Example 4: fused images with different techniques ad low level noise, eh medium level noise, il high level noise

Table 1 shows that proposed scheme provides better results in terms of SNR, QI, PSNR and RMSE as compared to existing related schemes (Pertuz et al. 2013; Helicon Soft, Helicon Focus 2011; Zerene Systems 2011). It can be seen that for low level noise, pyramid based scheme (Zerene Systems 2011) generally gives the worst performance. SAF algorithm (Pertuz et al. 2013) shows better results as compared to pyramid based scheme. The proposed scheme has slightly better SNR, QI, PSNR and RMSE values as compared to SAF algorithm (Pertuz et al. 2013). However, as noise is increased to medium level, the weighted based scheme (Helicon Soft, Helicon Focus 2011) produce the worst results. The proposed scheme yields much better results in terms of SNR, QI, PSNR and RMSE values as compared to SAF algorithm (Pertuz et al. 2013). For higher values of noise content, the proposed scheme again yields much better results as compared to SAF algorithm (Pertuz et al. 2013). The details in the images produced by the proposed method are preserved while noise is significantly reduced. It is important to note that the higher the noise, better the performance of our algorithm.

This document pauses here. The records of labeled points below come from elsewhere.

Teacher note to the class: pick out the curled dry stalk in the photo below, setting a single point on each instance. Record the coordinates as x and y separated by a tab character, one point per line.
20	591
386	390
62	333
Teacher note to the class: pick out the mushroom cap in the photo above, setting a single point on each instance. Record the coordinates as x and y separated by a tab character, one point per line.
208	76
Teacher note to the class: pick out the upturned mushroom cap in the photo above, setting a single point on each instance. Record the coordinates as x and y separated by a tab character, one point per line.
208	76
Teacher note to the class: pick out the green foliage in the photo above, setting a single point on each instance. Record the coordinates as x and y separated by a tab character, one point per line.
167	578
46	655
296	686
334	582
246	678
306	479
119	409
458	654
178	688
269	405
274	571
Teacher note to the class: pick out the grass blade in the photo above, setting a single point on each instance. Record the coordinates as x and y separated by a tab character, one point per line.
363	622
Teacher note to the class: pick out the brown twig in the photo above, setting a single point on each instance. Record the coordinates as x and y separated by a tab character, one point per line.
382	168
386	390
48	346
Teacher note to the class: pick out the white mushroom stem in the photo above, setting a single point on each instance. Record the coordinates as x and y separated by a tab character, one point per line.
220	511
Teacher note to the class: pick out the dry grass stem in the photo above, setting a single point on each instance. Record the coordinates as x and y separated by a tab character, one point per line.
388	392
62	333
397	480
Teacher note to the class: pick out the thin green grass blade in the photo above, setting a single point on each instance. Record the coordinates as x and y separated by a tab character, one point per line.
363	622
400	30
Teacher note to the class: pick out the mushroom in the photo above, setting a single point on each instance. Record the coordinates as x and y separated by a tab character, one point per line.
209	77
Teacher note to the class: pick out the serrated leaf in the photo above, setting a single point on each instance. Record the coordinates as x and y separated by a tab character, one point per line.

Table 1 Quantitative comparison of proposed and existing schemes

4 Conclusions

A guided filter based multifocus image fusion scheme is proposed. Input images are decomposed into base and detail layers. The base layer contains the large scale variations and are averaged out to obtain the base layer of the fused image. The detail layer weights are computed based on whether the objects in a particular image are in focus compared to the same objects in all other images. Guided filtering is performed to refine the weights. Simulation results show that the proposed scheme is a significant improvement compared to existing schemes.